In parallel, new technologies are being utilized in terrestrial settings that have, with modification, potential to be employed in extraterrestrial settings as well. One such technology, termed CytoFLEX nano flow cytometer, is currently in use to profile extracellular vesicles [66,67] and lipid nanoparticles (LNPs) [68,69]. While at this point in time, the CytoFLEX nano flow cytometer is better suited for > 80 nm micelle profiling, in the near future this might be honed down to also suit smaller sizes. Providing it is further fine-tuned to a space-qualified nanoscale cytometer, the advantage of such instrumentation would be direct detection of single-particle biosignatures as opposed to bulk composition detection with CE-LIF. Although the sensitivity for micelles is borderline, the next step in evolution, i.e. fusion of micelles to much larger vesicular protocell precursors (0.1-10µm) [53], and that both micelles and vesicles can show the emergence of protospecies, could be significantly supported by the above-mentioned technology (Figure 3).

8. Conclusion

We have suggested that the search for biosignatures on Europa’s icy surface should aim at the search for a High Argument signal, in the LDKB terminology, by identifying a definite S-isotopic excursion. Such potential biosignatures, if detected, should be supplemented soon by independent evidence to produce complementary evidence of truly a biogenic origin. In other words, the ongoing Jovian Orbital Missions in due course could search for large values of δ³⁴S for the possible detection of meaningful values.
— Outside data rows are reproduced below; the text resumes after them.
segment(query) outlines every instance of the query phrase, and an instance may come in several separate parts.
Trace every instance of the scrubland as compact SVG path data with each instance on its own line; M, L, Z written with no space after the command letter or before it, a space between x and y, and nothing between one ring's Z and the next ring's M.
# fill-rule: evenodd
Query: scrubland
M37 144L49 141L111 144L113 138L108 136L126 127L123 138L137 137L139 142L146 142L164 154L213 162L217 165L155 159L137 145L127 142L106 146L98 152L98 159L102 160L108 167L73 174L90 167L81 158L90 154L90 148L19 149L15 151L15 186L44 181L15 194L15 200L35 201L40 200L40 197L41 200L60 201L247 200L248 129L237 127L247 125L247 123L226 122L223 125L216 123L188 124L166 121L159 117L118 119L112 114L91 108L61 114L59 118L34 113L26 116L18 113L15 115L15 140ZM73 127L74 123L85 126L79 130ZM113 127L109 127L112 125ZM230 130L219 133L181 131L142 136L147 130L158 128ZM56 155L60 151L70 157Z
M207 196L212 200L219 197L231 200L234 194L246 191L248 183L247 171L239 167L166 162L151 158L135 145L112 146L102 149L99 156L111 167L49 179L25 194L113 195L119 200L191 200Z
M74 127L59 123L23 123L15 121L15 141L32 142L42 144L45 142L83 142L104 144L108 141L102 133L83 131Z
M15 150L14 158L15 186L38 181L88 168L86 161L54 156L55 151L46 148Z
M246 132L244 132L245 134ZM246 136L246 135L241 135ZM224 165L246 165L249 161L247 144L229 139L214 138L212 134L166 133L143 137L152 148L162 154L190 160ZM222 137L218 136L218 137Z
This could occur either orbitally, or eventually by means of a lander. Thus, such results would be a first step for the detection of a possible biosignature, to be confirmed by independent measurements. Some possibilities have been explored by looking into the early stages of life on earth. The astrobiological experimentation described in Sec 7 would be useful for discovering chemical entities on oceanic moons, protospecies that could be evidence for on the surfaces of Europa and Ganymede that would be a route to future life’s emergence.